Sunday, June 1, 2008

..its me, no?

So I could easily go off and say how I feel on this blog, but if I did that, I would be blaming others for things they don't deserve to be blamed for...or at least that is how I am going to put it. I feel it is me right now, maybe someone else will disagree. I can't say to much...but I will say some.

I think I am anti social...not that wrong. hmmm.... I think I am anti relationship (the whole bf gf thing). Is it the commitment issue? maybe. I haven't figured it out yet. All I know is that I can't seem to keep a relationship no matter how much I "love them. (love is in quotations because can you honestly be in love at my age? YES! I just do it for all the gosh for saken people he think we aren't grown up enough to do anything lol) any ways. I don't blame anyone I dated for breaking up with me, or even hating me. While I may think there reasoning is a little off, I must say that they made a great move. Honestly, I don't think I am the one for someone to make a lifetime commitment to. Don't worry, I am not gonna jump off a bridge (while some may want me to) or blow my head off lol. I am going on my life as normal, and as god intended. I just felt that I should put the blame on me for once.

6 comments:

Anonymous said...

You forgot getting eaten by lions. It's ok. We still hate you. jk

Kelsey Armstrong said...

Same to you. Frankly, I could care less. I put truthful things on my blog, so you can read them whenever you want.

Kelsey Armstrong said...

I hate to say it, but you were.

I don't think you can quite grasp how i felt being the girl who had a boyfriend but hadn't even come close to kissing, or even for that matter, hugging full on. I'm finally in a better place now, and I'm so excited about that.

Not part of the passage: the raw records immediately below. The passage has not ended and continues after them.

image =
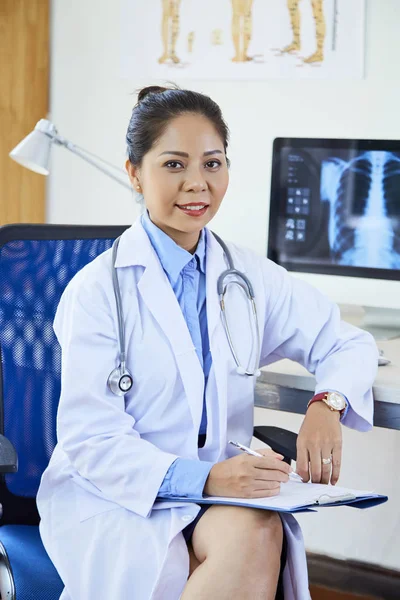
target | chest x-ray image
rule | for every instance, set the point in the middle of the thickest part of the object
(364, 218)
(334, 206)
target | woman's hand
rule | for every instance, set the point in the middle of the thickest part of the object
(246, 476)
(320, 437)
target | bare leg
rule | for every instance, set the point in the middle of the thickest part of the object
(293, 6)
(248, 29)
(235, 554)
(320, 30)
(164, 31)
(236, 26)
(175, 30)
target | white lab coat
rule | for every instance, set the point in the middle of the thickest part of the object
(96, 498)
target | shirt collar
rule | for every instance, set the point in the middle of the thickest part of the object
(172, 257)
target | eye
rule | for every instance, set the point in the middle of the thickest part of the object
(213, 164)
(174, 164)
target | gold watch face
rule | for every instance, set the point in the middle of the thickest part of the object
(336, 401)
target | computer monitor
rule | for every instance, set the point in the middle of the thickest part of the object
(335, 218)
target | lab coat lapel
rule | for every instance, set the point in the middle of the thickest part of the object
(158, 296)
(215, 266)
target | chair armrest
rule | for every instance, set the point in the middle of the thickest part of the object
(8, 456)
(280, 440)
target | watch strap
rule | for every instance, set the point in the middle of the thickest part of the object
(321, 397)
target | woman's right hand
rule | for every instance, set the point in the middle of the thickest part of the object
(247, 476)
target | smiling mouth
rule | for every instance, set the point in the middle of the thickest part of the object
(193, 207)
(193, 210)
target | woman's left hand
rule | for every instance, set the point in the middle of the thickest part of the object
(320, 437)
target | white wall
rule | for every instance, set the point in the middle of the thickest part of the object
(91, 105)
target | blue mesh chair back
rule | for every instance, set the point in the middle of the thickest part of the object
(36, 264)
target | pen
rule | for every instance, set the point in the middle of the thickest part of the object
(292, 476)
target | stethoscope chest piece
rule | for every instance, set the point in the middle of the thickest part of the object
(120, 381)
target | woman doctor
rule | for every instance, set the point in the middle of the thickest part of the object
(168, 435)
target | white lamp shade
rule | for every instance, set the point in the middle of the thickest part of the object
(34, 150)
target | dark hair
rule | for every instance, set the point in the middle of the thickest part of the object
(157, 106)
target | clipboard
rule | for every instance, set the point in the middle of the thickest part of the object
(295, 497)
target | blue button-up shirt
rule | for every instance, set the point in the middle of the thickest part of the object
(187, 275)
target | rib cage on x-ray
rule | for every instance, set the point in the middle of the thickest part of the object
(364, 222)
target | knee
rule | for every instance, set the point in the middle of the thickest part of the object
(266, 532)
(259, 533)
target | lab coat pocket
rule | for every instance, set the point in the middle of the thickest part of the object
(90, 504)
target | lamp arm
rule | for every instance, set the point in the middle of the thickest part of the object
(95, 163)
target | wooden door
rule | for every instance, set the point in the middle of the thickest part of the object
(24, 99)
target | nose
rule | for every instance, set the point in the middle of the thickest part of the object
(195, 181)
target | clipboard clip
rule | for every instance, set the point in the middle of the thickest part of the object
(327, 499)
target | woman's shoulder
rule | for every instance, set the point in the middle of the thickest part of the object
(94, 279)
(250, 259)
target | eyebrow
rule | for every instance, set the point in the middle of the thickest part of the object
(186, 155)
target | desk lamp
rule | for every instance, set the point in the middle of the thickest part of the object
(34, 152)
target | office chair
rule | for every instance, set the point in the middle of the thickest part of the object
(36, 264)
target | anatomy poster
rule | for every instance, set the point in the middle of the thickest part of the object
(242, 39)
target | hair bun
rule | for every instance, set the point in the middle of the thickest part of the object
(150, 89)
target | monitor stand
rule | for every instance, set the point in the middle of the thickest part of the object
(382, 323)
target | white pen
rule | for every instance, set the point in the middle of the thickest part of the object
(292, 476)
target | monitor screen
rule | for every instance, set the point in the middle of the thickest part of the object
(335, 207)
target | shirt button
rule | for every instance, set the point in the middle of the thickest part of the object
(187, 518)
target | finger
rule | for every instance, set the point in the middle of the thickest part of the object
(302, 463)
(274, 464)
(336, 462)
(266, 493)
(326, 469)
(315, 464)
(271, 475)
(265, 485)
(269, 452)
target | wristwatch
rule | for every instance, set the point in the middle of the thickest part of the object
(334, 400)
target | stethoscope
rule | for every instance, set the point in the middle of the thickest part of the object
(120, 380)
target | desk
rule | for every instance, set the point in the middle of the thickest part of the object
(286, 385)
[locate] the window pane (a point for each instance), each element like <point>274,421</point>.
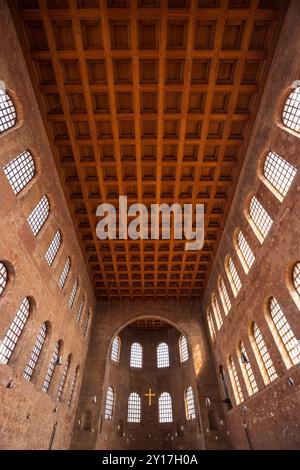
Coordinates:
<point>183,349</point>
<point>165,408</point>
<point>190,411</point>
<point>134,408</point>
<point>162,355</point>
<point>64,274</point>
<point>53,248</point>
<point>264,353</point>
<point>3,277</point>
<point>35,353</point>
<point>279,172</point>
<point>291,111</point>
<point>14,332</point>
<point>115,349</point>
<point>136,355</point>
<point>8,115</point>
<point>20,171</point>
<point>39,215</point>
<point>260,217</point>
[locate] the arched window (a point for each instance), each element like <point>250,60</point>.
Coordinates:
<point>86,324</point>
<point>50,371</point>
<point>279,173</point>
<point>263,357</point>
<point>53,248</point>
<point>190,411</point>
<point>247,370</point>
<point>260,219</point>
<point>134,408</point>
<point>115,349</point>
<point>20,171</point>
<point>217,311</point>
<point>183,349</point>
<point>63,378</point>
<point>73,386</point>
<point>236,386</point>
<point>3,277</point>
<point>284,331</point>
<point>8,115</point>
<point>80,310</point>
<point>211,325</point>
<point>35,353</point>
<point>39,215</point>
<point>165,408</point>
<point>64,274</point>
<point>291,111</point>
<point>136,356</point>
<point>162,355</point>
<point>225,299</point>
<point>14,332</point>
<point>296,277</point>
<point>109,404</point>
<point>73,294</point>
<point>233,277</point>
<point>244,252</point>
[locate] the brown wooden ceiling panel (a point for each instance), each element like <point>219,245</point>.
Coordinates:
<point>155,100</point>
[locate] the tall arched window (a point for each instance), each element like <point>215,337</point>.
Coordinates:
<point>263,357</point>
<point>284,332</point>
<point>51,367</point>
<point>279,174</point>
<point>244,252</point>
<point>86,324</point>
<point>260,219</point>
<point>136,356</point>
<point>3,277</point>
<point>20,171</point>
<point>134,408</point>
<point>80,310</point>
<point>225,299</point>
<point>236,386</point>
<point>296,277</point>
<point>14,332</point>
<point>73,294</point>
<point>109,404</point>
<point>211,325</point>
<point>183,349</point>
<point>73,386</point>
<point>63,378</point>
<point>217,311</point>
<point>39,215</point>
<point>233,277</point>
<point>190,411</point>
<point>247,370</point>
<point>64,274</point>
<point>165,408</point>
<point>115,349</point>
<point>291,110</point>
<point>35,353</point>
<point>162,355</point>
<point>53,248</point>
<point>8,115</point>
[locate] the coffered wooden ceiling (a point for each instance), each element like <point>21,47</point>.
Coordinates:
<point>154,100</point>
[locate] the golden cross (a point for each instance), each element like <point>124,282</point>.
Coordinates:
<point>150,395</point>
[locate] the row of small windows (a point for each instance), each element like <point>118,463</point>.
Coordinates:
<point>136,353</point>
<point>10,342</point>
<point>165,411</point>
<point>280,174</point>
<point>4,280</point>
<point>287,345</point>
<point>19,173</point>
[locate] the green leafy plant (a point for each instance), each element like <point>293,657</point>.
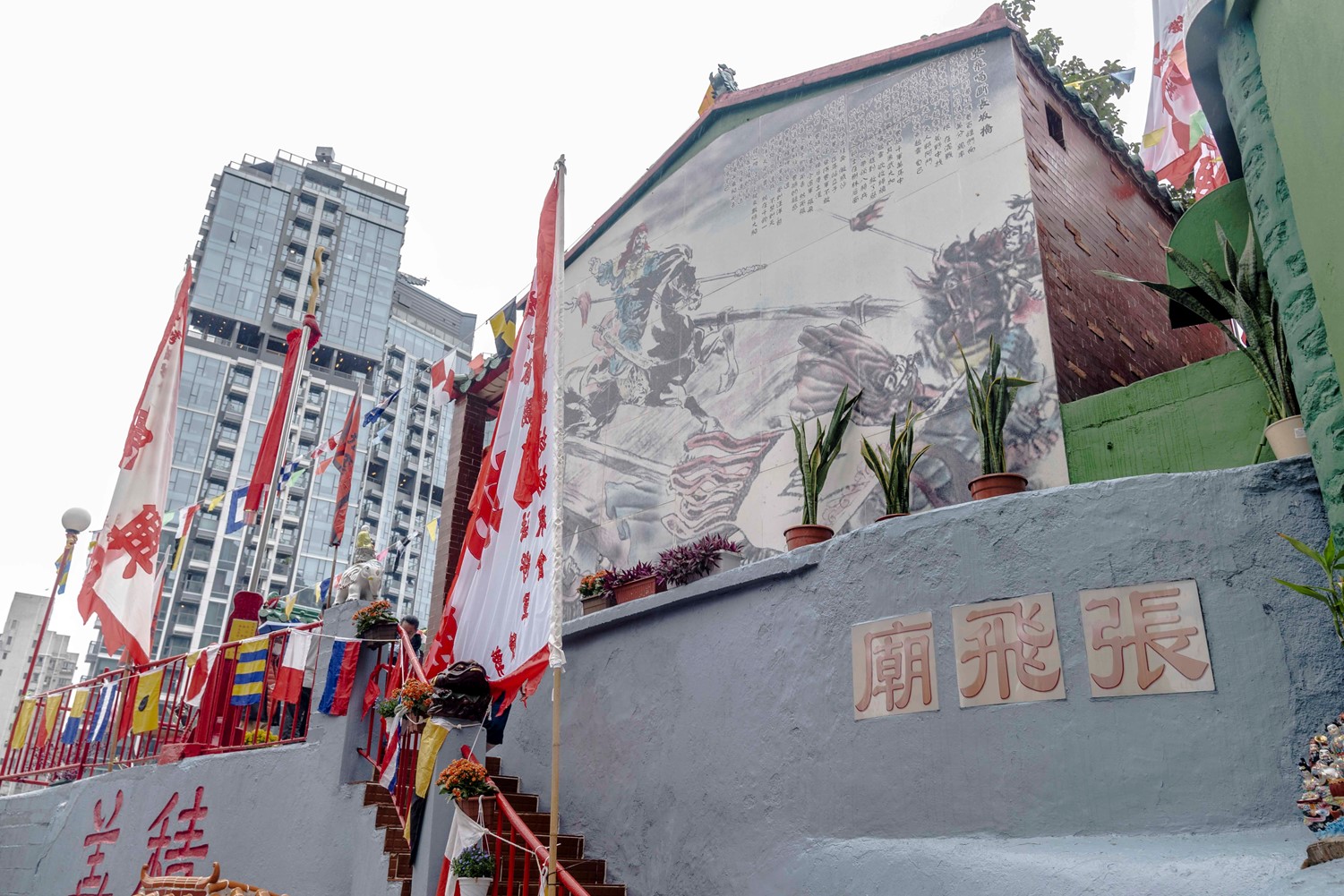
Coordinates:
<point>815,463</point>
<point>1246,297</point>
<point>894,468</point>
<point>1332,563</point>
<point>472,863</point>
<point>990,395</point>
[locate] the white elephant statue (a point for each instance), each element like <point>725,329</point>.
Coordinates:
<point>361,582</point>
<point>364,581</point>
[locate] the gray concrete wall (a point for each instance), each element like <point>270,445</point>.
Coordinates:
<point>710,742</point>
<point>279,817</point>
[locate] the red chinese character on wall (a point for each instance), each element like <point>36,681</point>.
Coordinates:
<point>182,858</point>
<point>104,834</point>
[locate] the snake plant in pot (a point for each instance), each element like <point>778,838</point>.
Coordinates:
<point>1246,297</point>
<point>894,466</point>
<point>990,395</point>
<point>815,464</point>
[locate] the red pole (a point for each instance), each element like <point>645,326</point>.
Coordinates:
<point>72,536</point>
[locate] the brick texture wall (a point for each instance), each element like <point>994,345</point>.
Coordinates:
<point>1093,214</point>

I can't help but feel animosity towards you right now though. I've moved on, as is kind of evident in that blog, but ask any girl, ex-boyfriends that ended badly are hard to accept. Hearing the things I've heard that you have said about me hurts more than any break up could, because I really did trust you. I never thought I could trust a boyfriend so much at such a young age but I did.

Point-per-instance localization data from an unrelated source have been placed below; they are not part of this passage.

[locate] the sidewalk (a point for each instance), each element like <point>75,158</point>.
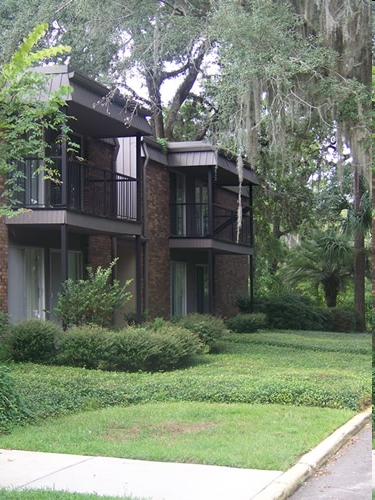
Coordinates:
<point>170,481</point>
<point>347,475</point>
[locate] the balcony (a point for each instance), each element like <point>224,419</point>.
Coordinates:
<point>192,220</point>
<point>90,190</point>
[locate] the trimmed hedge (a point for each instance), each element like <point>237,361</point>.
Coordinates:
<point>12,408</point>
<point>210,329</point>
<point>131,349</point>
<point>33,340</point>
<point>246,323</point>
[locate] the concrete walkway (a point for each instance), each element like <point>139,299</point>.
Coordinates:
<point>166,481</point>
<point>347,475</point>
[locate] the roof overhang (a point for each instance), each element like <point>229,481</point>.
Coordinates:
<point>198,155</point>
<point>96,111</point>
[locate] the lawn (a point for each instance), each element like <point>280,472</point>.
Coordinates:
<point>266,400</point>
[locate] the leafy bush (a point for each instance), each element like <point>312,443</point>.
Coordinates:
<point>209,329</point>
<point>33,340</point>
<point>246,323</point>
<point>12,409</point>
<point>91,301</point>
<point>243,303</point>
<point>4,324</point>
<point>131,349</point>
<point>293,312</point>
<point>342,320</point>
<point>83,347</point>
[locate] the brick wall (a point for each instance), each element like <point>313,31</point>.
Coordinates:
<point>231,279</point>
<point>231,271</point>
<point>158,227</point>
<point>99,251</point>
<point>3,266</point>
<point>3,258</point>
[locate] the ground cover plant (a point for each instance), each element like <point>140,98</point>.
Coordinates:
<point>303,377</point>
<point>57,495</point>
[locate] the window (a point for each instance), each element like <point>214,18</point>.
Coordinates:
<point>178,289</point>
<point>26,295</point>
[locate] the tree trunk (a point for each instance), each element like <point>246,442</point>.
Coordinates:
<point>359,257</point>
<point>331,286</point>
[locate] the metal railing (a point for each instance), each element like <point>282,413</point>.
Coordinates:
<point>89,189</point>
<point>191,220</point>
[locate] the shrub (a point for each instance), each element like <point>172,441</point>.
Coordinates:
<point>83,347</point>
<point>91,301</point>
<point>131,349</point>
<point>12,409</point>
<point>342,320</point>
<point>292,312</point>
<point>243,303</point>
<point>209,328</point>
<point>33,340</point>
<point>246,323</point>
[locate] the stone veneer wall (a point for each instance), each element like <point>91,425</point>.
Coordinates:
<point>157,234</point>
<point>3,266</point>
<point>231,271</point>
<point>100,154</point>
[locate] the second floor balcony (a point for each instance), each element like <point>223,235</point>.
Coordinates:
<point>83,188</point>
<point>196,220</point>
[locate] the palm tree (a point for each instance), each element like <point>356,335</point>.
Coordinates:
<point>326,259</point>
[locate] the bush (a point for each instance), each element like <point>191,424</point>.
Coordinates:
<point>91,301</point>
<point>131,349</point>
<point>209,329</point>
<point>243,303</point>
<point>293,312</point>
<point>83,347</point>
<point>246,323</point>
<point>342,320</point>
<point>33,340</point>
<point>12,409</point>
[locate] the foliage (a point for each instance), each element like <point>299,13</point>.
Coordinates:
<point>12,409</point>
<point>342,320</point>
<point>292,312</point>
<point>4,323</point>
<point>297,368</point>
<point>91,301</point>
<point>209,328</point>
<point>33,340</point>
<point>131,349</point>
<point>246,323</point>
<point>24,115</point>
<point>33,494</point>
<point>83,346</point>
<point>325,259</point>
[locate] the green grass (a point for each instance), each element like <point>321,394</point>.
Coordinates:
<point>236,435</point>
<point>266,400</point>
<point>57,495</point>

for all intents and purposes, I was falling for you, but I don't think you really felt the same way. You may have wanted to, but I don't think you did. Saying something is one thing, doing it is a completely different task though. If you had honestly felt the same way, it would've been evident in more ways than you can imagine.

Girls have a 6th sense about these things, trust me.

Hope all is well

Kelsey

Kelsey Armstrong said...

Like I said yesterday, i think you wanted to. But simon, if you had really and truly fallen for me, you would have WANTED to be closer.

and another thing- I heard the same EXACT thing from 2 different people who aren't talking, and therefore couldn't have collaborated on their story about what you said. Jessica has my best interest at heart, as I've learned in the past few weeks, as does Kristin. They both kept quiet because they thought I was happy with things the way they were

Kelsey Armstrong said...

Simon,

The sorry's haven't fallen on deaf ears, they have been heard, and I forgave you quite sometime ago. the forgiving is the easy part. FORGETTING is my problem, and you not speaking to me, or having anything to do with me is what I need right now, to FORGET. You know me well enough to know that I can hold a grudge, but if you sincerely apologize, I'll forgive you, but I don't forget.

Kelsey Armstrong said...

one more thing before I cut off communication with you for good-- delete your subscription to my blog.